Bu sebeple de, fiyatlarda düşüş bekleniyordu. Ya da, en azından artmaması bekleniyordu.
Şimdi öyle bir olasılık kalmadı.
Not 7: 18 yaş altı ÇOCUK ise, cezasını AİLESİNE verin.
HUKUK işlesin.
SAHİPLİ KÖPEK birisini ısırırsa, sahibine ceza vermiyor musunuz?
ÇOCUK dediğiniz de sahipli. Sahibine ceza verin.
Not 8: Ülkede şikayet ettiğimiz şeyin, YOLSUZLUĞUN muhalefette de ortaya çıkması, mide bulandırıcı.

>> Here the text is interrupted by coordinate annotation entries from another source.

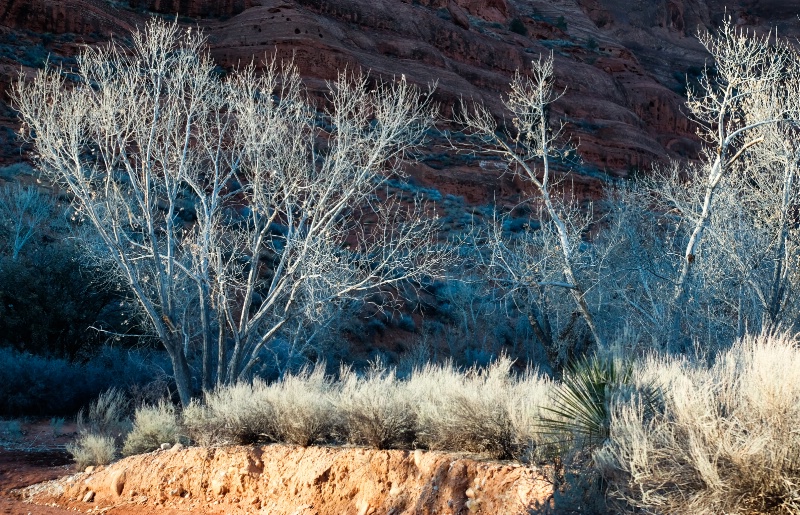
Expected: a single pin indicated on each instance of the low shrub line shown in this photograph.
(667, 434)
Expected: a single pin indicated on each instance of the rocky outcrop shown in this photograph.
(195, 8)
(622, 64)
(63, 16)
(280, 479)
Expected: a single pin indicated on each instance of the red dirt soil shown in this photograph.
(279, 479)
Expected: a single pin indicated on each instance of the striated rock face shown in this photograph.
(194, 8)
(287, 480)
(623, 64)
(63, 16)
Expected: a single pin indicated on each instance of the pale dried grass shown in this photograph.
(302, 407)
(376, 410)
(725, 441)
(152, 426)
(92, 449)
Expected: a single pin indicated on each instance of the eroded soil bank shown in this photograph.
(279, 479)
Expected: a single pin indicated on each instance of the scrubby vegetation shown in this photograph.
(629, 317)
(723, 440)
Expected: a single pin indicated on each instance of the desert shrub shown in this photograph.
(580, 405)
(376, 410)
(92, 449)
(726, 440)
(152, 426)
(237, 414)
(33, 385)
(302, 409)
(530, 397)
(466, 412)
(107, 415)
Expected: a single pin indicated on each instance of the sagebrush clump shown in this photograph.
(152, 427)
(724, 441)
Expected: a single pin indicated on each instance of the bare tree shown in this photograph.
(24, 211)
(705, 249)
(528, 147)
(739, 95)
(232, 207)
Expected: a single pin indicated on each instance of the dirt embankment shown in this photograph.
(280, 479)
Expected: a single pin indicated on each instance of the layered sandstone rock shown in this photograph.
(622, 64)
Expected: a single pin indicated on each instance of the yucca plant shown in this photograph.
(581, 404)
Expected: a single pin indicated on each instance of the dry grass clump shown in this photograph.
(726, 440)
(376, 410)
(92, 449)
(238, 414)
(107, 415)
(152, 426)
(485, 411)
(302, 407)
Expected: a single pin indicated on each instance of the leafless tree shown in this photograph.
(24, 211)
(742, 93)
(528, 146)
(705, 248)
(232, 207)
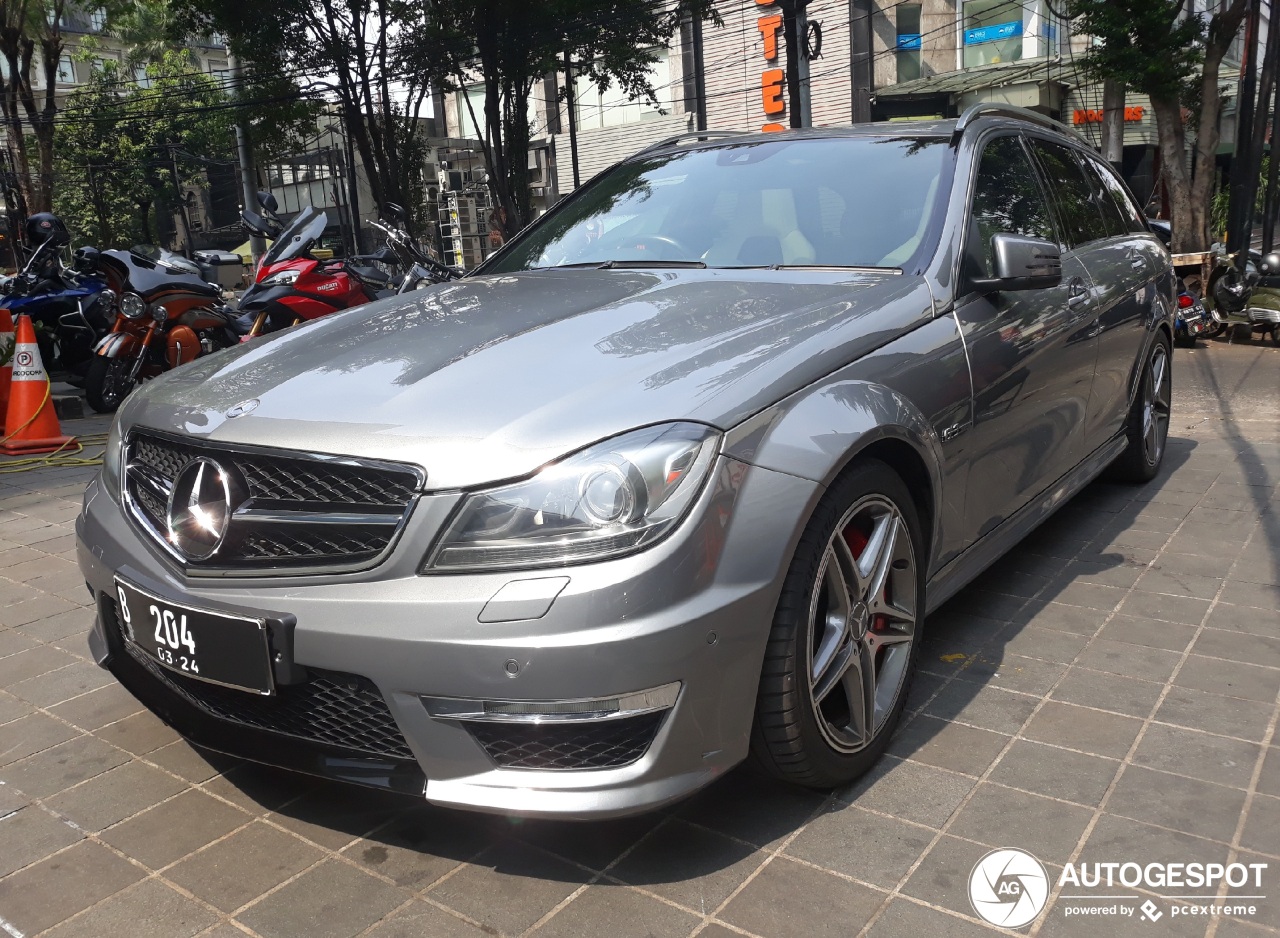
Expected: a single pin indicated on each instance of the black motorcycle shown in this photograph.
(167, 314)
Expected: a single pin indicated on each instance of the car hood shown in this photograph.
(489, 378)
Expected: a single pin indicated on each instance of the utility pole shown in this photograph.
(792, 21)
(862, 59)
(1112, 122)
(243, 150)
(1272, 198)
(1243, 175)
(572, 118)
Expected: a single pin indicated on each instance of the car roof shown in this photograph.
(973, 119)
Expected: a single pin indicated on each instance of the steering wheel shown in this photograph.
(664, 248)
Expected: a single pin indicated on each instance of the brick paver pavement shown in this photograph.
(1109, 691)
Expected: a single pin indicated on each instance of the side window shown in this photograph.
(1112, 219)
(1006, 197)
(1073, 193)
(1133, 218)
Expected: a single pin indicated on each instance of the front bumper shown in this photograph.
(693, 612)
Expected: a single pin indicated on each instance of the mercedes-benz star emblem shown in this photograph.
(242, 408)
(200, 508)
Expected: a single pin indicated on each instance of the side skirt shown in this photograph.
(964, 568)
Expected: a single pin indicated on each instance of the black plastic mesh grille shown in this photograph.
(598, 745)
(333, 708)
(286, 483)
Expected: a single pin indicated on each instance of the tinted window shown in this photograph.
(1112, 220)
(1133, 218)
(1006, 197)
(859, 202)
(1073, 193)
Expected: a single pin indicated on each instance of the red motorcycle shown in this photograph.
(292, 286)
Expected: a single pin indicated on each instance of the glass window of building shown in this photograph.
(909, 42)
(991, 31)
(65, 69)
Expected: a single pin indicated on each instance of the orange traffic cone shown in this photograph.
(31, 425)
(7, 357)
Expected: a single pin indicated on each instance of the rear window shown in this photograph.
(842, 202)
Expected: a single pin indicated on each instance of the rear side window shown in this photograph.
(1073, 193)
(1116, 192)
(1006, 197)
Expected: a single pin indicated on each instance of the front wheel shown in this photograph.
(106, 383)
(845, 635)
(1148, 417)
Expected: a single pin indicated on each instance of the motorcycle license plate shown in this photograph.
(214, 646)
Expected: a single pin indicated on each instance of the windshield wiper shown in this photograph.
(613, 265)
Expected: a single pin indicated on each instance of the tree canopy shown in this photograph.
(1173, 54)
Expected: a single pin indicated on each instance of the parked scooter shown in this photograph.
(1246, 301)
(165, 315)
(69, 307)
(1192, 319)
(293, 286)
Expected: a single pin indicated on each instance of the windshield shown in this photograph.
(305, 229)
(832, 202)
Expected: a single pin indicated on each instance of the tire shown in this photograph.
(1147, 426)
(106, 383)
(837, 622)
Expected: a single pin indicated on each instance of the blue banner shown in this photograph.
(992, 33)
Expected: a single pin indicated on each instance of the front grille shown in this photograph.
(593, 745)
(333, 708)
(325, 513)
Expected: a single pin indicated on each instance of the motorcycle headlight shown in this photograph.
(609, 499)
(112, 458)
(132, 306)
(282, 278)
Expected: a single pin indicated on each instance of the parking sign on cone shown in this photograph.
(31, 425)
(7, 357)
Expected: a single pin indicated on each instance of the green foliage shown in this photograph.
(117, 141)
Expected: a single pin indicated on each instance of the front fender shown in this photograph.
(117, 344)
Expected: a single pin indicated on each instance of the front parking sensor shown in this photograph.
(524, 599)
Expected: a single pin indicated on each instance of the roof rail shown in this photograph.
(991, 109)
(688, 135)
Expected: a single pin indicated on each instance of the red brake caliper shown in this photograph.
(856, 541)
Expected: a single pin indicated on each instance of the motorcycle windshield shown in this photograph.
(298, 237)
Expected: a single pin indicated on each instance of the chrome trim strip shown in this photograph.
(534, 712)
(272, 516)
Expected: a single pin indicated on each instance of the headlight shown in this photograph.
(132, 306)
(282, 278)
(112, 457)
(611, 499)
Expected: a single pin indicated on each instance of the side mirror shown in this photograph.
(1023, 264)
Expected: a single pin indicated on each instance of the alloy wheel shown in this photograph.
(862, 623)
(1156, 405)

Not 9: ZEKA tek başına hiç bir şey.
AKIL daha önemli.
Mesela, çok ZEKİ olup, FAKİRLİK içinde ölen çok insan olmuştur. Çünkü, AKILLI değillerdi.
AKIL, sadece beyni eğiterek gelişiyor. Bu da, EMEK ve ZAMAN istiyor.

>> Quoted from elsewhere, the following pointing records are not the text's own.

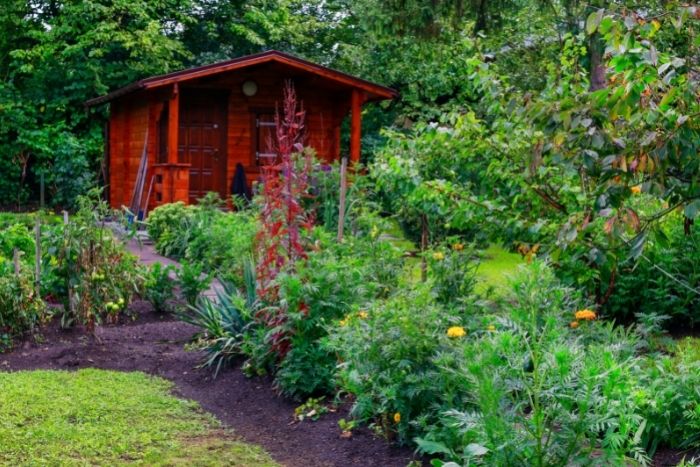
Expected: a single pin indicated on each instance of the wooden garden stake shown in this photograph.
(343, 193)
(37, 255)
(423, 247)
(41, 190)
(15, 258)
(70, 291)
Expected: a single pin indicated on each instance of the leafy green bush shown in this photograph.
(192, 281)
(386, 361)
(203, 234)
(19, 237)
(169, 228)
(668, 397)
(159, 286)
(336, 280)
(224, 244)
(665, 281)
(533, 383)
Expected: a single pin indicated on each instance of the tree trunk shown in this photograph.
(596, 51)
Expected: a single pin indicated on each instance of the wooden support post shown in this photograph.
(173, 124)
(37, 256)
(15, 258)
(68, 263)
(355, 125)
(343, 192)
(423, 247)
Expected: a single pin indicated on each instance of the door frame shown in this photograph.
(221, 96)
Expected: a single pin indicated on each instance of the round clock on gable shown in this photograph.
(250, 88)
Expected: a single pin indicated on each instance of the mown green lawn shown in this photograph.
(496, 266)
(96, 417)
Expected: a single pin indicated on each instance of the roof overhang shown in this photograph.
(372, 91)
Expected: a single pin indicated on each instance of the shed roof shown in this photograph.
(374, 91)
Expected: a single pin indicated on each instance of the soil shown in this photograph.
(155, 344)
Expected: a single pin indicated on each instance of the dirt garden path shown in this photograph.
(155, 344)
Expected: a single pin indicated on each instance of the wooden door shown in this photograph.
(202, 141)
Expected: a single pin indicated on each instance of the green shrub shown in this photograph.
(668, 397)
(169, 228)
(224, 244)
(335, 281)
(192, 281)
(159, 286)
(203, 234)
(518, 387)
(19, 237)
(664, 282)
(386, 361)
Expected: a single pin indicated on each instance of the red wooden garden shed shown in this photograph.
(196, 125)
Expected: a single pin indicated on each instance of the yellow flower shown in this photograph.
(587, 315)
(456, 331)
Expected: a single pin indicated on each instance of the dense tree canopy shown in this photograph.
(528, 121)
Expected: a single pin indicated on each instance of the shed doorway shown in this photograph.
(202, 141)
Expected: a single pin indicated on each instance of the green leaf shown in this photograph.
(594, 20)
(692, 209)
(475, 450)
(432, 447)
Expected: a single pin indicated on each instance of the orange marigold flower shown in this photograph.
(586, 315)
(456, 331)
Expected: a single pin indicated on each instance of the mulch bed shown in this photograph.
(154, 344)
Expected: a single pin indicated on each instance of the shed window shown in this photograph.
(265, 128)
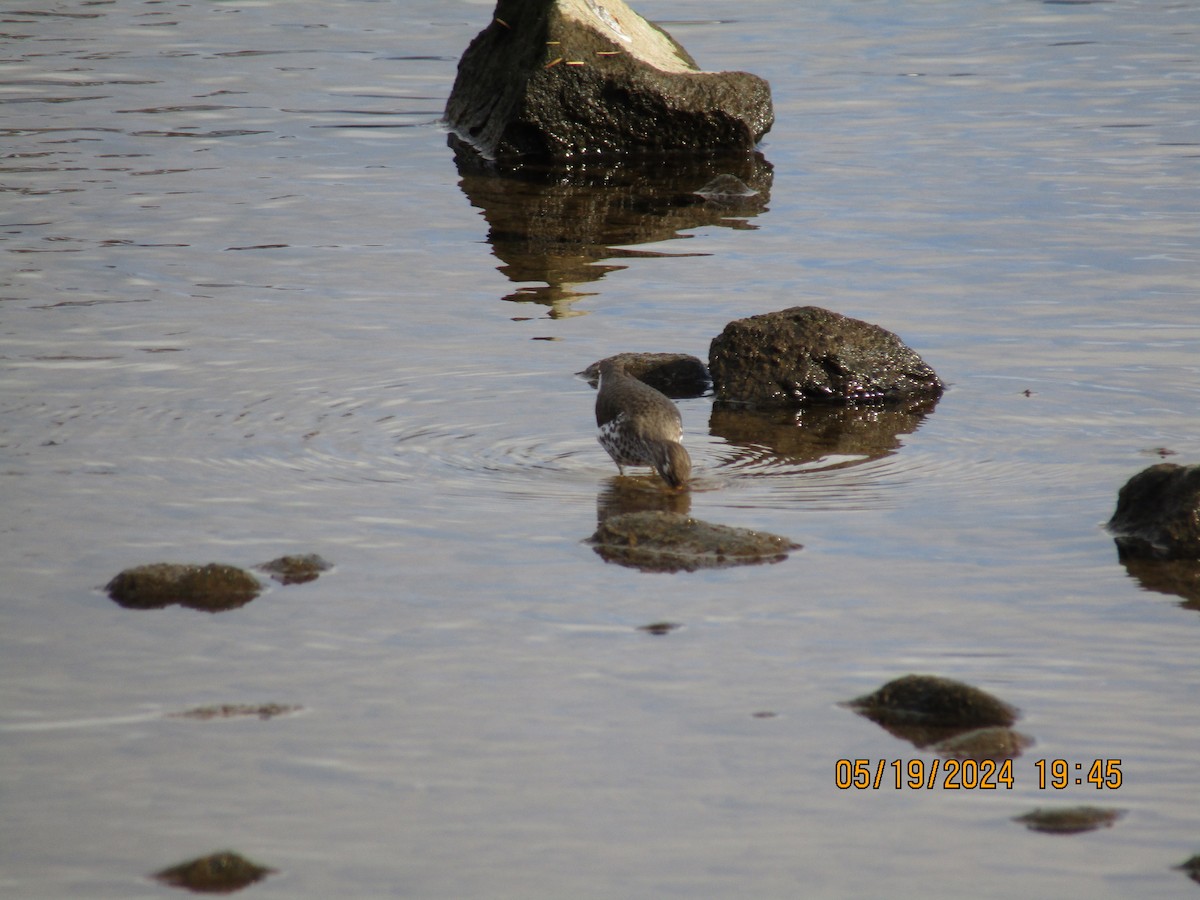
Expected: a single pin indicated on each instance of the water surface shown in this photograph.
(251, 306)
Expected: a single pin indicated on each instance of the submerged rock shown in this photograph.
(295, 569)
(953, 718)
(213, 588)
(676, 375)
(808, 355)
(552, 79)
(672, 541)
(222, 873)
(1158, 514)
(235, 711)
(930, 700)
(660, 628)
(1071, 820)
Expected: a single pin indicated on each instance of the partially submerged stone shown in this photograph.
(222, 873)
(1191, 868)
(808, 355)
(660, 628)
(677, 375)
(235, 711)
(213, 588)
(672, 541)
(1158, 514)
(552, 79)
(297, 569)
(1071, 820)
(934, 701)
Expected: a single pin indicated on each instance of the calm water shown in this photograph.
(251, 307)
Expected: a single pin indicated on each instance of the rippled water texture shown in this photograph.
(252, 305)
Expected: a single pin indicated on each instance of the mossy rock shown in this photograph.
(672, 541)
(222, 873)
(295, 569)
(934, 701)
(213, 588)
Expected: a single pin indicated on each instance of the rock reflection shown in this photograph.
(555, 225)
(811, 433)
(1177, 577)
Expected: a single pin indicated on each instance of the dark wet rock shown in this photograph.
(993, 743)
(677, 375)
(213, 588)
(811, 433)
(660, 628)
(237, 711)
(639, 493)
(295, 569)
(222, 873)
(808, 355)
(930, 700)
(1191, 868)
(671, 541)
(556, 223)
(1158, 514)
(1071, 820)
(943, 714)
(552, 79)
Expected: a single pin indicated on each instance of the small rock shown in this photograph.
(676, 375)
(222, 873)
(672, 541)
(809, 355)
(1192, 868)
(659, 628)
(235, 711)
(553, 79)
(295, 569)
(1158, 514)
(933, 701)
(213, 588)
(1069, 821)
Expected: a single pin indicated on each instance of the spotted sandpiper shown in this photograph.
(640, 426)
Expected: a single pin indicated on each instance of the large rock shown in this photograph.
(1158, 514)
(553, 79)
(813, 355)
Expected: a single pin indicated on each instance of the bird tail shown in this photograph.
(673, 463)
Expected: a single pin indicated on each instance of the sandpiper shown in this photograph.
(639, 425)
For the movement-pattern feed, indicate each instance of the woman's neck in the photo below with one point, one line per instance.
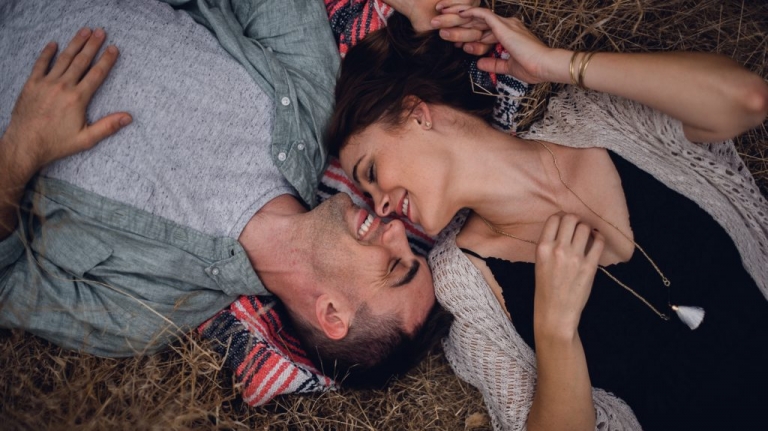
(507, 182)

Not 10: Beğenilmek… “Önemseyin beni, beğenin beni, sevin beni…” Sevmek, insanlar arasındaki ilişkilerde oluşan özel ve müstesna bir bağa verdiğimiz isimdir. Ancak, sanatçılar sıkça “Ben hepinizi seviyorum” der. Bu söylemde ise müstesnalık ve özellik kaybolur. Aslında bu, izleyiciyi aynılaştıran, özel olmaktan çıkaran bir söylemdir. Yani ‘hepinizi çok seviyorum’ aslında ‘hiçbirinizi sevmiyorum’ anlamına gelir. Kısacası popüler sanatçılar bizi değil de bizim onları çok sevmemizi çok severler.
Bu durum, tamamlayıcı narsizme örnek teşkil eder. Sanatçı, beğenilmenin peşindeyken; izleyici de önem verdiği sanatçı tarafından beğenilme arzusundadır. Bu söylemdeki “özel” olan şey, aslında karşılıklı gereksinim ve beklentilerin birbirini tamamlamasıdır. Tamamlayıcıdır çünkü bir taraf, kendisinde eksik olanı diğerinden alırken, aynı anda karşı tarafa da onun eksik olanını sunar.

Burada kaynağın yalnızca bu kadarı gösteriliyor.